Is common law reasonable notice equal to one month per year of service?

We are frequently asked by employees about how much pay in lieu of notice they are entitled to. While employees’ statutory notice entitlements are clearly established by the Employment Standards Code, common law notice is a matter of judicial discretion meaning there is no right or wrong answer to that question. While some lawyers will tell you that an employee is generally entitled to one month of pay per year of service, court infrequently apply this rule. The recent case of Cordeau-Chatelain v. Total E&P Canada Ltd., 2021 ABQB 794 is instructive.

The plaintiff, a communications manager, sought damages for her termination without cause. She was hired in 2008 with salary, benefits and short term and long term incentives. There was no contractual notice period limitation in the plaintiff’s employment agreement, so common law reasonable notice applied.
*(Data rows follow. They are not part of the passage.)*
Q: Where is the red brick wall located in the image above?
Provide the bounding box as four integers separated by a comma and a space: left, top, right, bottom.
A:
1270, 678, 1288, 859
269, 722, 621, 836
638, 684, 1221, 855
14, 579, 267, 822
The Court used the Bardal factors and found that given the employee had worked for 8 years and 7 months, was 52 years old, was “Head of Governance and Metier [Profession] Support” and oversaw 3 people and a student, 18 months was a reasonable notice period. The plaintiff had 20 years of experience in communications and spoke both French and English with proficiency. Her position was specialized and unique. It was a well-compensated, senior-level position with a major oil and gas company and the Court concluded that this sort of position was rare in the job market. The defendant argued 8-12 months of notice was appropriate, the plaintiff argued 15-18 months and the Court found that the higher notice period of 18 months was to be awarded.

In what has been an increasing trend in the jurisprudence, the Court took judicial notice of the “…compounding negative effects that gender and age can have on a woman in the professional job market, especially at the management level…” The awarding of an 18 month notice period for an 8.7 year employee is a significant award based on current Alberta jurisprudence. Such higher awards are typically reserved for long term, senior employees. In this respect, this case offers a useful precedent going forward.

Some other interesting issues addressed by this case include quantifying the loss of benefits, entitlements to variable compensation during the notice period, and mitigation expenses.

In addition to her salary, the plaintiff was entitled to damages for the benefits she would have received during her notice period. The defendant argued that the plaintiff could have purchased a private benefit plan after termination and therefore the plaintiff suffered no damages. The Court stated that this is not an accurate statement of the law in Alberta. The plaintiff was awarded the cost to the employer of providing benefits. This amounted to taking the total cost to the employer for the provision of benefits of $12,124.00 multiplied by 1.5 to represent the cost through the 18-month period.

In terms of short term and long term incentives through the notice period, it was conceded by the defendant based on the recent Supreme Court case of Matthews v. Ocean Nutrition Canada Ltd., 2020 SCC 26, that the plaintiff was entitled to what accrued for incentives during her notice period. The Court used a past performance based approach to calculate the short term incentive payment and utilized her three most recent short term incentive payments to find the proper damage amount under this head.
Finally, in terms of mitigation, the plaintiff claimed mitigation expenses of $20,157.12 for tuition from a graduate certificate in leadership and executive coaching she undertook after being dismissed. The defendant argued that employers are allowed to terminate employees and so such an expense is not compensable. The Court disagreed and found that the plaintiff had to incur retraining expenses because she was wrongfully terminated. In this case, the tuition costs were found to be reasonable and awarded to her. This is a significant award for retraining given it constituted an entirely new and expensive course. It is also interesting to note that while the plaintiff was offered the use of an outplacement career counselling service by the employer upon her termination, she did not use such services. Nonetheless, the Court found that her failure to use this service was not unreasonable. The plaintiff looked for re-employment for three years and was only able to find new employment after re-training. The Court concluded her mitigation efforts were reasonable.

In the final result, the plaintiff was awarded her base salary, benefits, short and long term incentive payments, tuition re-training expense, lost pension benefits, and 18 months compensation for lost health and wellness spending accounts.

This case represents a good canvassing of many employment law concepts applicable in Alberta and provides an overview of all that can be awarded to an employee upon being wrongfully dismissed.